Following up on how nothing can be said about Obama but praise:
Michael Kinsley, in Time Magazine
It used to be, there was truth and there was falsehood. Now, there is spin and there are gaffes. Spin is often thought to be synonymous with falsehood or lying, but more accurately it is indifference to the truth. A politician engaged in spin is saying what he or she wishes were true, and sometimes, by coincidence, it is. Meanwhile a gaffe, it’s been said, [By Kinsley himself.]is when a politician tells the truth — or, more precisely, when he or she accidentally reveals something truthful about what is going on in his or her head. A gaffe is what happens when the spin breaks down.
Timothy Noah, in Slate:
Is Barack Obama—junior U.S. senator from Illinois, best-selling author, Harvard Law Review editor, Men’s Vogue cover model, and “exploratory” presidential candidate—the second coming of our Savior and our Redeemer, Prince of Peace and King of Kings, Jesus Christ? His press coverage suggests we can’t dismiss this possibility out of hand. I therefore inaugurate the Obama Messiah Watch, which will periodically highlight gratuitously adoring biographical details that appear in newspaper, television, and magazine profiles of this otherworldly presence in our midst.
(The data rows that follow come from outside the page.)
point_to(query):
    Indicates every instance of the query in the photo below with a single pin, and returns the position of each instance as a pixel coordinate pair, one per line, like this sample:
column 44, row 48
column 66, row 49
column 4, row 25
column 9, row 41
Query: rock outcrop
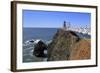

Religion Columnist Terry Mattingly:
Meanwhile, journalists are not the only people struggling to learn all the words to the new political anthem, “Our Obama is an Awesome Obama.” According to Newsweek, stand-up comics are having trouble, too. Some are taking different approaches to this theological problem. Here’s my favorite:
MAKE FUN OF HOW YOU CAN’T MAKE FUN OF HIM
“Obamamania” has become absurd. “Daily Show” viewers heard a heavenly noise — “a choir of angels,” host Jon Stewart said. “It can only mean one thing: Barack Obama did something.” Jay Leno’s line: “The big story, of course: ‘American Idol.’ But enough about Barack Obama.”